Scientists want to use SCNT to generate cloned human stem cells. In the process, the DNA from an adult cell, such as a skin cell, is inserted into a human egg that has had its DNA removed. The fertilized egg then begins to develop similarly to a regular embryo, and scientists can harvest stem cells several days later. The resulting cells are genetically matched to the adult tissue donor, and could therefore be used for cell transplants without the risk of immune rejection.

The creation of induced pluripotent stem cells (iPS cells)--a technique developed over the last few years to make stem cells from adult tissue without the use of eggs or embryos--has to some degree pushed the issue of egg donation to one side. These cells resemble embryonic stem cells in their potential to become many different types of tissue and are also genetically matched to the cell donor. But scientists say cloning is still important; they want to compare iPS cells and cloned cells, for example. In animal research, cloned stem cells have been studied much more extensively than iPS cells, which are still relative newcomers and appear to be highly variable in their ability to differentiate and self-renew.

Paying women for egg donation has been a highly controversial issue, with some opponents saying that payment will create a financial incentive for women to donate eggs. But supporters point out that women are already paid for egg donations for in vitro fertilization. Scientists working in the field say that recruiting women for egg donation--a potentially painful process with some risk--has been unsuccessful.
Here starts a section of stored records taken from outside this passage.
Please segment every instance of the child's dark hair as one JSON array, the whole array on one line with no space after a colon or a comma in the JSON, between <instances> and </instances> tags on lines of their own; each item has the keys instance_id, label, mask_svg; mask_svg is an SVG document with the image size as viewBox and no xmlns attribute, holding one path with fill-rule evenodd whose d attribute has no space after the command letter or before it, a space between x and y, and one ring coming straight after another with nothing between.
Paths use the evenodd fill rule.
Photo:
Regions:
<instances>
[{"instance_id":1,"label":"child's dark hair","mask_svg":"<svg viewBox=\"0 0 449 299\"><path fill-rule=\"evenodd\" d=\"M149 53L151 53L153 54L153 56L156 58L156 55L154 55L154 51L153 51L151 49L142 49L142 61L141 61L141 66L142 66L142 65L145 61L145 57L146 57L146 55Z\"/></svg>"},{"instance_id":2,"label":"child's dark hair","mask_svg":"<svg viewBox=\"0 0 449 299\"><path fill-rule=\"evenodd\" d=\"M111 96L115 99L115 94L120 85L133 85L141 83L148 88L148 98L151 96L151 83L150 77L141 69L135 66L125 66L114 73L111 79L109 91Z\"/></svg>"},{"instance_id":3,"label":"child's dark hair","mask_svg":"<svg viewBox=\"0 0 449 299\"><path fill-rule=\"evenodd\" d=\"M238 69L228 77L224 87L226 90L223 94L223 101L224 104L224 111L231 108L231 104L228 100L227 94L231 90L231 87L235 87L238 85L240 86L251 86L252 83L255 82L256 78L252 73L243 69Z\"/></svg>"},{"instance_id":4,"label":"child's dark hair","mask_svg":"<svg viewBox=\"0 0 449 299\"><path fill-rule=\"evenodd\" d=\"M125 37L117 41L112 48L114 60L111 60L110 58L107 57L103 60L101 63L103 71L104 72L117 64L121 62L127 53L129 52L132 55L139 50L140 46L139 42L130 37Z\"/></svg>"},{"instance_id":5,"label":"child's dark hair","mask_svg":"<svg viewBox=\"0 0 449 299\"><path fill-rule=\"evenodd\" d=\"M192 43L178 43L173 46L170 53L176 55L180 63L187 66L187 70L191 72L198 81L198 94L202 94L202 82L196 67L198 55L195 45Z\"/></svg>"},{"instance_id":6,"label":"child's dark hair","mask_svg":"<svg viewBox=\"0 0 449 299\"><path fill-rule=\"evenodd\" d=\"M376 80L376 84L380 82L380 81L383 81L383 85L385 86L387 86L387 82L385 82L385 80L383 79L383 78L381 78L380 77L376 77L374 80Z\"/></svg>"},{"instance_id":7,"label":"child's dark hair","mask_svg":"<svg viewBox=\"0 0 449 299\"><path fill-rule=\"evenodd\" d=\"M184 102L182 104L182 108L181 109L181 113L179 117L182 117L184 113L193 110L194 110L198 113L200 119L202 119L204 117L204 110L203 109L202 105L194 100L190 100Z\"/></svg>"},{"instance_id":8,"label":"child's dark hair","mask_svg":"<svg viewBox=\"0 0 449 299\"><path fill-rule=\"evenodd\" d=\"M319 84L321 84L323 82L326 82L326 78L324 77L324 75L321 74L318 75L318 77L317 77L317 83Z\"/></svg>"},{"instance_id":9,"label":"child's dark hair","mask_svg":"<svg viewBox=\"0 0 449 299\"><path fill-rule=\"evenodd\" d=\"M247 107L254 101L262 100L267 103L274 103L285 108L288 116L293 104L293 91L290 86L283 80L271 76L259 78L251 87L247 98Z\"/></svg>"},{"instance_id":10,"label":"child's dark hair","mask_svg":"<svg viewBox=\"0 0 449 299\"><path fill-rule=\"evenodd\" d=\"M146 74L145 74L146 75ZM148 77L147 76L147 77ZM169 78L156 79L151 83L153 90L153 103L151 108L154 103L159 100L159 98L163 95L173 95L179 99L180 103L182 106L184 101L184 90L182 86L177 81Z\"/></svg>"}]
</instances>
According to an article in the New York Times,

"There are many questions you can only answer by studying human eggs," said Dr. George Q. Daley, a stem cell researcher at Harvard and at Children's Hospital Boston. "I think it's a gold step for New York State, and it will mean a tremendous advantage for New York." Dr. Daley's research has so far used poor-quality eggs discarded after in vitro fertilization, a process he said has yielded modest returns but no stem cells.